In fact, since the start in mid-March, more than 5400 people in Potsdam have signed up on the waiting list, and almost 2500 of them have received an appointment for vaccination.
However, it was not just random vaccination doses that were used.
Vaccination appointments are also assigned via the waiting list at the Ernst von Bergmann Clinic in Potsdam, where the vaccines are administered in addition to the municipal vaccination center.
A question of data protection
“We usually know a week in advance how much vaccine the clinic will get.
The appointments there are therefore not quite so short-term, «explains Schubert.
Most recently, between 450 and 500 people were immunized there per week.
The vaccination list was developed by the e-health provider Samedi, who sells solutions for coordinating doctor's appointments.
The company also works with the Ernst von Bergmann Hospital in Potsdam.
This is how the contact came about, says Mayor Schubert.
The list was ready to go within a few days.
"We could never have done it alone in such a short time," said Schubert.
"The data transfer complies with both the General Data Protection Regulation and medical confidentiality," Samedi founder Katrin Keller told SPIEGEL.
All information is transmitted in encrypted form; only the end user - in this case the vaccination centers or clinics - can access the data.
The company charges a monthly fee for use, plus configuration costs.
Keller does not want to give an exact amount, but it is not about tens of thousands of euros.
Rhein-Kreis Neuss awards residual vaccine via SMS
At the moment, so it was said from several federal states, there is rarely any vaccine left.
But that could change in the coming weeks when significantly more doses arrive in Germany and more and more family doctors vaccinate.
If there is anything left with them, they too could access the waiting list, says Potsdam's Mayor Schubert.
“We can only offer that.
Doctors in private practice have to decide for themselves whether they want to use it. «According to Samedi founder Keller, medical practices only need an internet connection.

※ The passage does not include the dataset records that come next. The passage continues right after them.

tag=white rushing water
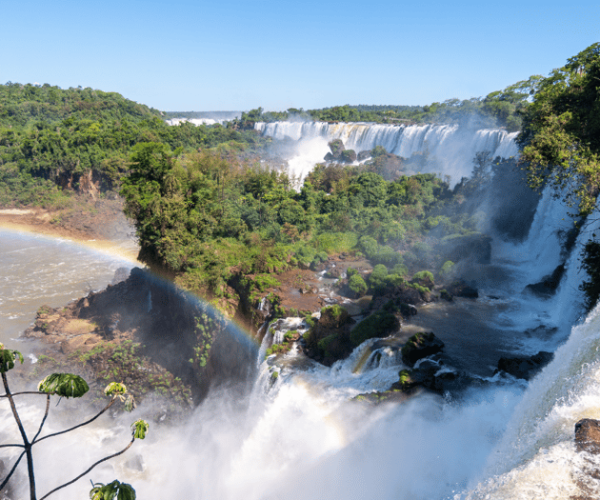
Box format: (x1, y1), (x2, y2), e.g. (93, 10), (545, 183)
(255, 121), (518, 184)
(0, 194), (600, 500)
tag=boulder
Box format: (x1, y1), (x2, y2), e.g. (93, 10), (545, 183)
(570, 418), (600, 500)
(399, 302), (419, 318)
(325, 265), (344, 279)
(446, 280), (479, 299)
(340, 149), (356, 163)
(327, 139), (346, 159)
(494, 351), (554, 380)
(60, 333), (103, 354)
(357, 151), (371, 161)
(110, 267), (129, 286)
(575, 418), (600, 455)
(402, 332), (444, 366)
(439, 233), (492, 264)
(525, 264), (565, 299)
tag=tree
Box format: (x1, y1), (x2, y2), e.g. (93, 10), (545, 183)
(518, 43), (600, 215)
(0, 344), (149, 500)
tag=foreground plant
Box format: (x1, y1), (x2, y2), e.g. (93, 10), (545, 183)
(0, 343), (149, 500)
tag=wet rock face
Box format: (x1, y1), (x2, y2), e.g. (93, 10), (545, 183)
(327, 139), (346, 158)
(570, 418), (600, 500)
(525, 264), (565, 299)
(402, 332), (444, 366)
(439, 234), (492, 264)
(446, 280), (479, 299)
(575, 418), (600, 455)
(494, 351), (554, 380)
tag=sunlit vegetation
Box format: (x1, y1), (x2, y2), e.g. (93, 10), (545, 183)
(0, 82), (265, 208)
(121, 143), (490, 298)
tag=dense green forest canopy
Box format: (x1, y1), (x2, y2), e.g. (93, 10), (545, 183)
(518, 43), (600, 215)
(121, 143), (491, 300)
(0, 82), (266, 205)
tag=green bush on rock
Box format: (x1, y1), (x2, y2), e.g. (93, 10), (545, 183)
(350, 311), (400, 347)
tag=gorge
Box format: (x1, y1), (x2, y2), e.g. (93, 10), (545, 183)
(0, 113), (600, 500)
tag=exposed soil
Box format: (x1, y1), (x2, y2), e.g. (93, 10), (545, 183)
(0, 195), (134, 248)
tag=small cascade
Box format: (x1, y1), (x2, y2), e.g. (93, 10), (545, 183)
(549, 203), (600, 327)
(456, 306), (600, 500)
(255, 122), (518, 183)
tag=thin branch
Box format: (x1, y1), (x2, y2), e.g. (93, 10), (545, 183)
(0, 452), (25, 491)
(0, 391), (46, 398)
(31, 394), (50, 444)
(40, 437), (135, 500)
(31, 398), (117, 445)
(2, 372), (29, 447)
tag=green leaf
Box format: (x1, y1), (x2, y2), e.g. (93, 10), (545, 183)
(104, 382), (127, 396)
(90, 479), (135, 500)
(0, 344), (23, 373)
(38, 373), (90, 398)
(131, 418), (150, 439)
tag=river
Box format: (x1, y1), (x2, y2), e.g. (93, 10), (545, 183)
(0, 122), (600, 500)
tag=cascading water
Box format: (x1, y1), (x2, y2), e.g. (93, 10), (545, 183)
(0, 161), (600, 500)
(255, 122), (518, 183)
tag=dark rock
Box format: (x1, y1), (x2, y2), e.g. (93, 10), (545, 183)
(328, 139), (346, 159)
(399, 302), (419, 318)
(570, 418), (600, 500)
(357, 151), (371, 161)
(304, 305), (354, 366)
(495, 351), (554, 380)
(446, 280), (479, 299)
(439, 233), (492, 264)
(402, 332), (444, 366)
(350, 311), (400, 347)
(340, 149), (356, 163)
(110, 267), (129, 285)
(525, 264), (565, 299)
(325, 265), (344, 279)
(575, 418), (600, 455)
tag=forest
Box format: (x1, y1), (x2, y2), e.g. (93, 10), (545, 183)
(0, 44), (600, 310)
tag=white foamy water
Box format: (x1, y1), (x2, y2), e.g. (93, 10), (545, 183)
(0, 188), (600, 500)
(255, 121), (518, 184)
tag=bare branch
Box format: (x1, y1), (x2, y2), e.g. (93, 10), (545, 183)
(31, 397), (116, 444)
(40, 437), (135, 500)
(31, 394), (50, 444)
(0, 452), (25, 491)
(2, 372), (29, 447)
(0, 391), (47, 398)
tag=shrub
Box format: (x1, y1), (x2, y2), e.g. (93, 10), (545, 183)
(438, 260), (454, 278)
(348, 274), (367, 296)
(369, 264), (388, 290)
(350, 311), (400, 347)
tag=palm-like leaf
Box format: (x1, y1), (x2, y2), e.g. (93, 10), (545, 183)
(0, 344), (23, 373)
(104, 382), (127, 396)
(38, 373), (90, 398)
(90, 480), (135, 500)
(131, 418), (150, 439)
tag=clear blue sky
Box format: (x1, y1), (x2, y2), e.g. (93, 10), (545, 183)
(0, 0), (600, 111)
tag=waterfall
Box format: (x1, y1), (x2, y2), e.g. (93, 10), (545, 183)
(255, 121), (518, 183)
(460, 305), (600, 500)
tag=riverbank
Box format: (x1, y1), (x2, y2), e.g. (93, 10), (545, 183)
(0, 197), (138, 262)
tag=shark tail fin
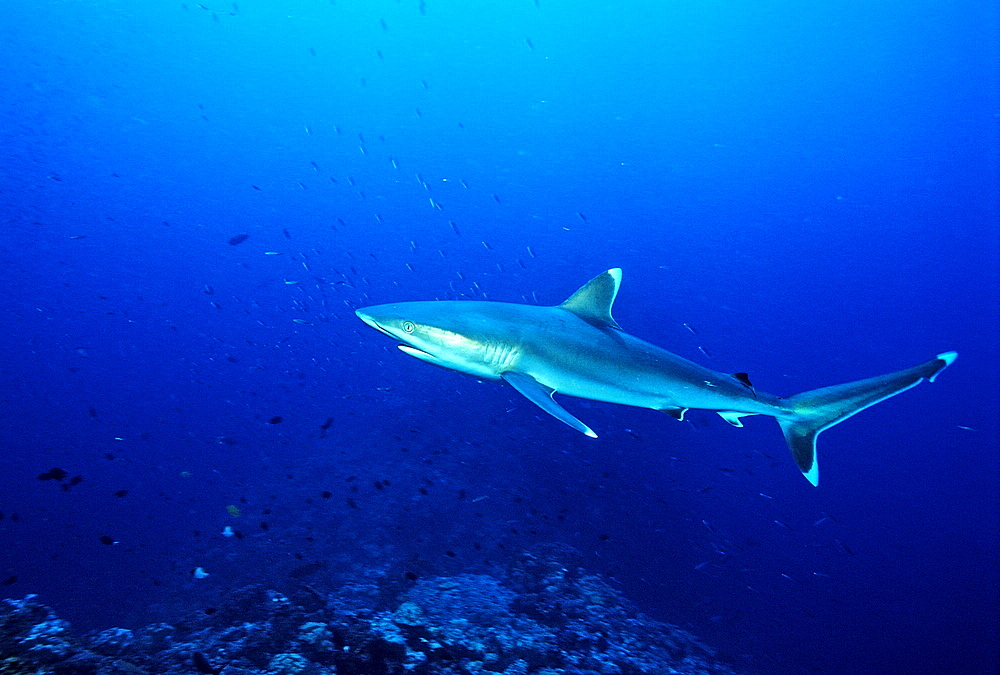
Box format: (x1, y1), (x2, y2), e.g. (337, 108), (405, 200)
(777, 352), (958, 485)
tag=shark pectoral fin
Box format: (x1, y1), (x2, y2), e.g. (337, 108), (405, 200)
(500, 371), (597, 438)
(719, 411), (751, 427)
(396, 345), (439, 365)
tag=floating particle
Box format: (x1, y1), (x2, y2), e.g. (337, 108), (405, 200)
(38, 467), (69, 481)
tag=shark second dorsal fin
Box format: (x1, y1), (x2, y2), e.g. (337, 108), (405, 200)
(559, 267), (622, 330)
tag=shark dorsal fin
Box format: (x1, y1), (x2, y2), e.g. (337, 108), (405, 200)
(559, 267), (622, 330)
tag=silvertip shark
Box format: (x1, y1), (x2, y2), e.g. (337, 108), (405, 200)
(356, 268), (958, 485)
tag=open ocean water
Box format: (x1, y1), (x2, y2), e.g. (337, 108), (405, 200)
(0, 0), (1000, 675)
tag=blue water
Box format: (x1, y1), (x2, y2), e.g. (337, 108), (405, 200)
(0, 0), (1000, 673)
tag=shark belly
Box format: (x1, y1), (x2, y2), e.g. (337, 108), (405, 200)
(517, 312), (775, 414)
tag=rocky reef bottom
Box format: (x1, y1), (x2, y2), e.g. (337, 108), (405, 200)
(0, 551), (733, 675)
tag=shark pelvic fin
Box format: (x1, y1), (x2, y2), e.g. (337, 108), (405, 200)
(662, 408), (688, 422)
(718, 410), (755, 427)
(500, 370), (597, 438)
(559, 267), (622, 330)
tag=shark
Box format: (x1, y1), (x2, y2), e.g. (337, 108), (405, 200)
(356, 268), (958, 485)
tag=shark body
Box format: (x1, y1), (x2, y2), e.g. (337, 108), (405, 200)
(357, 268), (957, 485)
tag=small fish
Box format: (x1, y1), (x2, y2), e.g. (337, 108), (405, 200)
(38, 467), (69, 481)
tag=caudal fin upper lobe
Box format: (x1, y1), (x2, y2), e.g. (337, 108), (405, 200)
(777, 352), (958, 485)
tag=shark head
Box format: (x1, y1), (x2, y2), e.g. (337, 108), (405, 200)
(355, 301), (508, 377)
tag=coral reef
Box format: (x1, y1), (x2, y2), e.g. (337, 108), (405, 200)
(0, 548), (732, 675)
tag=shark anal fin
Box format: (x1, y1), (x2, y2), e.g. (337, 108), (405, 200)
(662, 408), (688, 422)
(559, 267), (622, 330)
(500, 370), (597, 438)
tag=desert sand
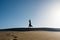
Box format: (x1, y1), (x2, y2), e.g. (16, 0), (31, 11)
(0, 31), (60, 40)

Other regions are working on similar systems.
The Rhein-Kreis Neuss awards residual vaccine via SMS.
For every available dose, three registered vaccinators receive a message on their mobile phones.
Whoever answers yes first, gets the material.
If none of the three people written to respond after 30 minutes, the vaccination wheel of fortune spins again - the next three receive an SMS.
The “Impfbrücke” system of a Cologne start-up was previously tested in Duisburg.
"I don't want to say that we invented the Philosopher's Stone," says Schubert of the digital waiting list in Potsdam.
"But: It's a damn good feeling when you can at least put a checkmark behind the problem."